Treasury rejects claim that Wales will get HS2 cash
It was, said the Liberal Democrats, "welcome news for Wales". Plaid Cymru announced their own three-year campaign "wins big cash for Wales."
Wales was to get a share of extra spending on the HS2 high speed rail link between London and the north of England.
The news broke last night. Politicians in Wales fought to claim the credit for the windfall and were perhaps daydreaming of how they would spend the extra cash.
Except, according to the Treasury, it isn't true. The Welsh government appears to have got the wrong end of the stick. Wales's share of higher transport spending - the "Barnett consequentials" in the jargon - is not due to HS2 spending.
A Treasury spokesperson told me: "At the spending round, Wales received Barnett consequentials in the normal way; this excluded funding for HS2.
"The government is clear HS2 will be a vital part of our national infrastructure, boosting regional growth across the country and providing vital capacity the UK needs to compete in the global race.

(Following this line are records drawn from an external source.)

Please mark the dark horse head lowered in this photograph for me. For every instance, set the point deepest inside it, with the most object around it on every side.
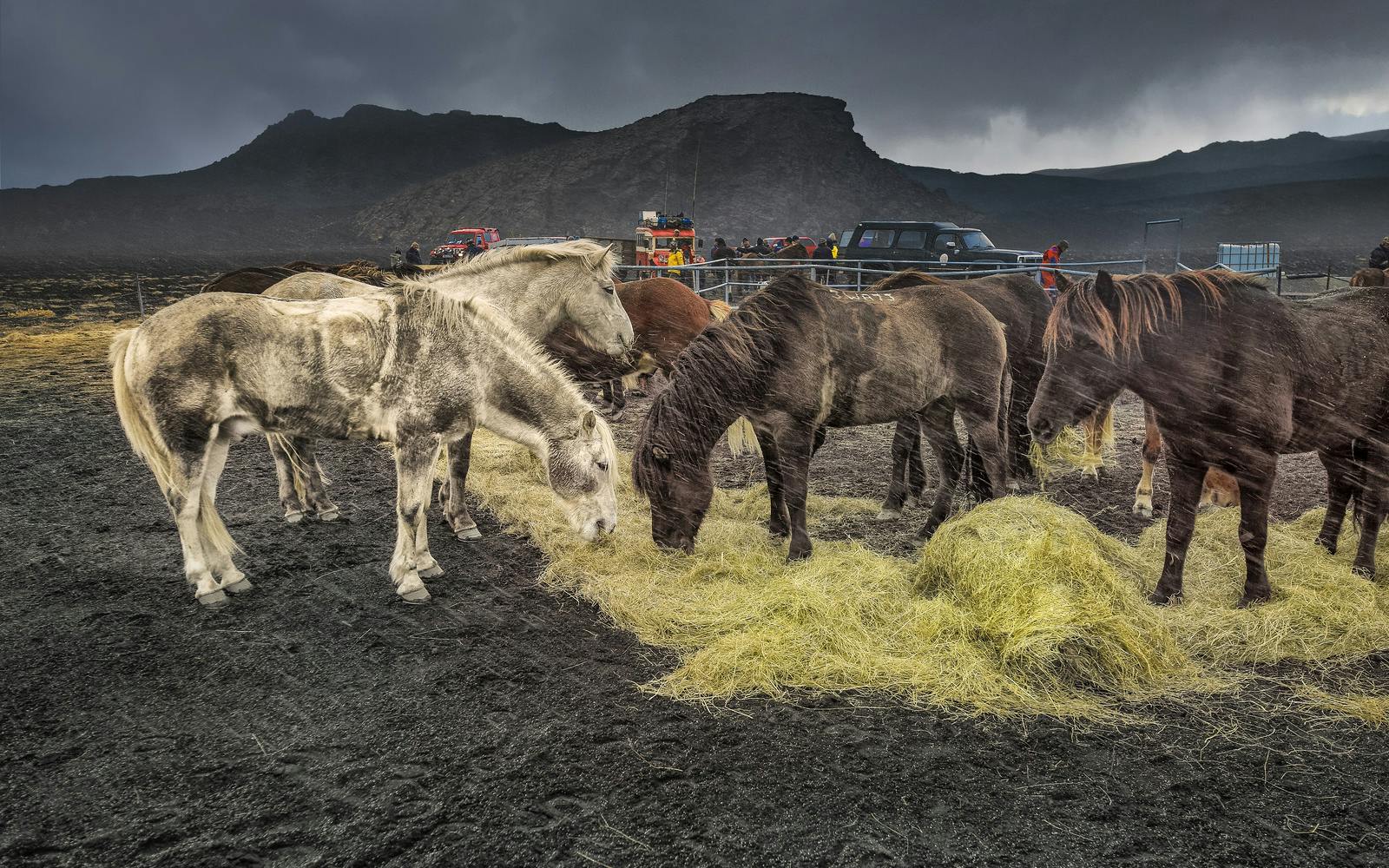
(799, 358)
(1235, 378)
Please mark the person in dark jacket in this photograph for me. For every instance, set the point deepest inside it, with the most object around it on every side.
(721, 252)
(823, 253)
(1379, 256)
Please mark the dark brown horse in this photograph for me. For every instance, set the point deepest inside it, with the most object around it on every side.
(1021, 306)
(798, 358)
(666, 317)
(1235, 378)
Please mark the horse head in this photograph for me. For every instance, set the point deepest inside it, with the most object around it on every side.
(674, 477)
(581, 470)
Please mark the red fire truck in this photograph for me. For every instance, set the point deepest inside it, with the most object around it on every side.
(458, 240)
(657, 235)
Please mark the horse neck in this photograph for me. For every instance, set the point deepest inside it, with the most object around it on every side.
(524, 396)
(534, 307)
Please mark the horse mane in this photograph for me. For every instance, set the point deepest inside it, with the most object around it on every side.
(1139, 305)
(595, 257)
(905, 278)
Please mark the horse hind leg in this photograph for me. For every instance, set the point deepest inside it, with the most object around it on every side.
(455, 506)
(217, 542)
(291, 481)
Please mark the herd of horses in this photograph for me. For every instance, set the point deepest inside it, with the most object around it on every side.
(1231, 378)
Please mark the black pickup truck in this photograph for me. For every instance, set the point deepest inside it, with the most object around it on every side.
(892, 243)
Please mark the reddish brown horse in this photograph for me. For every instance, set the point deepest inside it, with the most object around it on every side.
(666, 317)
(1235, 377)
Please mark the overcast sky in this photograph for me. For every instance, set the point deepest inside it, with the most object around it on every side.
(90, 89)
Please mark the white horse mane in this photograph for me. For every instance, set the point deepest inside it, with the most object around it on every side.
(595, 256)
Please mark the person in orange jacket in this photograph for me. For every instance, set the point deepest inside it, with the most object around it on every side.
(1053, 257)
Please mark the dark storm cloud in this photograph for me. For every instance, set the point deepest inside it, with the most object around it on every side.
(138, 88)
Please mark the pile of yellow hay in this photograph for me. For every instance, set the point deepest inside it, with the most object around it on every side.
(1016, 608)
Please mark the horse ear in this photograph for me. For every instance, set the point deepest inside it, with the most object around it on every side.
(1104, 288)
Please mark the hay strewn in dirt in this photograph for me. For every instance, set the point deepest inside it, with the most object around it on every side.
(1016, 608)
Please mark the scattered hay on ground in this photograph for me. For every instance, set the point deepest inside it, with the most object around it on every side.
(1070, 453)
(1016, 608)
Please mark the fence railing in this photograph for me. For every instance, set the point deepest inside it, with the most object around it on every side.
(735, 278)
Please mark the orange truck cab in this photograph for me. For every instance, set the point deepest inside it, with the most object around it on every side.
(485, 238)
(657, 235)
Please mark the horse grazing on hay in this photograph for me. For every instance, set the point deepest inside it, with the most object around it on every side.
(798, 358)
(1235, 378)
(1021, 307)
(535, 288)
(416, 368)
(666, 317)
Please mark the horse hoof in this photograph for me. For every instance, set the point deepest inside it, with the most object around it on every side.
(1157, 597)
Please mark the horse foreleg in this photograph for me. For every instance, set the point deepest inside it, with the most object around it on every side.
(903, 441)
(1340, 485)
(778, 524)
(937, 425)
(1185, 478)
(795, 449)
(1152, 450)
(1256, 483)
(456, 507)
(416, 458)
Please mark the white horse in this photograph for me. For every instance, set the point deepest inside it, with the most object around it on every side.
(538, 288)
(411, 367)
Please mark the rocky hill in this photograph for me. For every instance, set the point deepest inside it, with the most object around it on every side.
(286, 191)
(767, 164)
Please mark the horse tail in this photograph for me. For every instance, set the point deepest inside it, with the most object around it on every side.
(143, 437)
(742, 439)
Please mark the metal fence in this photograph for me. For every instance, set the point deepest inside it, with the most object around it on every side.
(734, 279)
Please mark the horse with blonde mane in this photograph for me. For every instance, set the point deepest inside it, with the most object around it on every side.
(1235, 377)
(535, 288)
(416, 368)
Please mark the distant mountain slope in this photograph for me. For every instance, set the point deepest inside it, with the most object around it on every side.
(768, 164)
(1292, 152)
(284, 191)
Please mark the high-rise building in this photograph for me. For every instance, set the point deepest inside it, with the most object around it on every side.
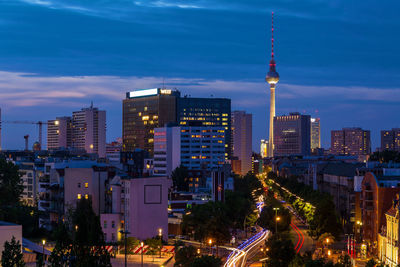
(167, 150)
(85, 130)
(350, 141)
(292, 134)
(89, 130)
(272, 79)
(144, 110)
(390, 139)
(59, 133)
(242, 139)
(315, 133)
(207, 112)
(198, 148)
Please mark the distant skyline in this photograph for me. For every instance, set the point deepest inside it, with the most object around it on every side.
(338, 60)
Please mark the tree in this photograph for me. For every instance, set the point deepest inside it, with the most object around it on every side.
(345, 261)
(154, 245)
(371, 263)
(12, 255)
(281, 251)
(180, 178)
(86, 246)
(10, 184)
(89, 244)
(208, 220)
(267, 217)
(185, 256)
(60, 256)
(205, 260)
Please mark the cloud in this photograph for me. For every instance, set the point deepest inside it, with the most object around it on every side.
(27, 89)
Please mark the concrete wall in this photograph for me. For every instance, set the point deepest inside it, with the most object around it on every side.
(148, 207)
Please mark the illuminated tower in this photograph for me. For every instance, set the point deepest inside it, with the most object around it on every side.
(272, 78)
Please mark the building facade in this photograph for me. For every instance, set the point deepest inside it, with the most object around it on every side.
(144, 110)
(242, 125)
(350, 141)
(85, 130)
(390, 139)
(377, 194)
(292, 134)
(389, 246)
(315, 133)
(214, 112)
(198, 148)
(89, 130)
(59, 133)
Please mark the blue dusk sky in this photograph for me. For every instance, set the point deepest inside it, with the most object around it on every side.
(338, 60)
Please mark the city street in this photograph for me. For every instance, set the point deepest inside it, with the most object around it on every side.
(135, 261)
(247, 250)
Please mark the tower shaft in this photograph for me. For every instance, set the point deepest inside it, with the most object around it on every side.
(271, 122)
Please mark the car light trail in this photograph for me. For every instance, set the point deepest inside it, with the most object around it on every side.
(238, 257)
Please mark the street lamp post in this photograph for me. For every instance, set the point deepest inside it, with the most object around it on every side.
(141, 244)
(160, 235)
(276, 219)
(126, 245)
(44, 243)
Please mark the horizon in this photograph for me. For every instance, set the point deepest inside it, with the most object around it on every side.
(335, 62)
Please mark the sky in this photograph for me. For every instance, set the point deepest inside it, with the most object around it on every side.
(338, 60)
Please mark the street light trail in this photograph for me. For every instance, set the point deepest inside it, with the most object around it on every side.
(300, 238)
(238, 257)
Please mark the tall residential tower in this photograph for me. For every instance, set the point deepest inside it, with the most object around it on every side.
(272, 78)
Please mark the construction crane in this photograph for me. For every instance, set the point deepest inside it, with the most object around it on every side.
(39, 123)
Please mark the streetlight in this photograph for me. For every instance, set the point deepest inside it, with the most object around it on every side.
(126, 245)
(160, 235)
(277, 219)
(44, 243)
(142, 244)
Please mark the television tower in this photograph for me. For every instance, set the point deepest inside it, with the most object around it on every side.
(272, 78)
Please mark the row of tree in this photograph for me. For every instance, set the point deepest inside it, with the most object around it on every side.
(215, 219)
(315, 207)
(188, 257)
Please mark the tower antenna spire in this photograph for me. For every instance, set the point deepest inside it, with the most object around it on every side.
(272, 35)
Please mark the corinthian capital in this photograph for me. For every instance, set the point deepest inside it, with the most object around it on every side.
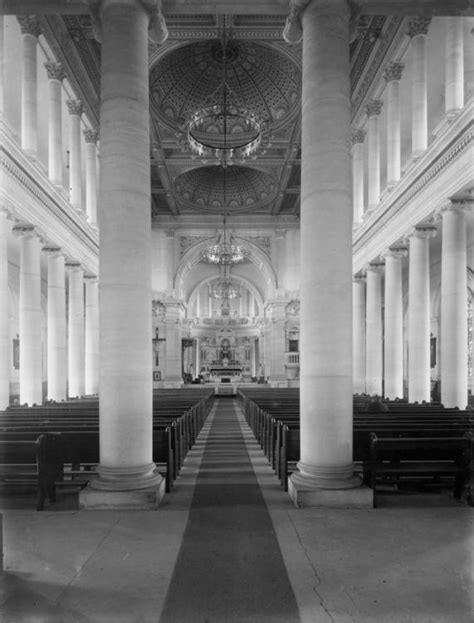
(74, 107)
(418, 26)
(55, 70)
(29, 25)
(393, 71)
(293, 31)
(90, 136)
(374, 107)
(357, 136)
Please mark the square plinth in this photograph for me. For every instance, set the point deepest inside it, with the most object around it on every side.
(357, 497)
(137, 500)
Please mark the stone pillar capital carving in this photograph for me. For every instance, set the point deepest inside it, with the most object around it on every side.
(396, 252)
(29, 25)
(374, 107)
(375, 267)
(393, 71)
(74, 107)
(423, 231)
(73, 265)
(29, 231)
(418, 26)
(357, 136)
(52, 251)
(55, 70)
(157, 30)
(90, 136)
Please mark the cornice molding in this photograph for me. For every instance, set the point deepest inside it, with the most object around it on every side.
(445, 167)
(32, 198)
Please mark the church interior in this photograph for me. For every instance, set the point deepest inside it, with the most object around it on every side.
(236, 259)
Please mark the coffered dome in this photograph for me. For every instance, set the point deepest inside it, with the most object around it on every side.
(246, 189)
(259, 78)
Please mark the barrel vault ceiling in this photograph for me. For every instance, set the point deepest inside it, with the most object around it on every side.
(262, 70)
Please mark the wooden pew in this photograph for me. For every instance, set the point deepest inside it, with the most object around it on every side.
(398, 460)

"As with any government spending Barnett consequentials will be considered at the next spending review."
It appears that any increase in Wales's share of UK transport spending is down to the Treasury agreeing to fund major road schemes in England - and nothing to do with HS2, which is excluded from the calculations.
Plaid Cymru now say the Treasury statement raises questions about the finance minister's competence. The Welsh Liberal Democrats, who announced the news last night, are trying to get to the bottom of "some misunderstanding".
Either the Treasury - which holds the purse strings - or the finance minister has got it wrong. They can't both be right, which means a politician or two will end up with egg on their face and awkward questions to answer.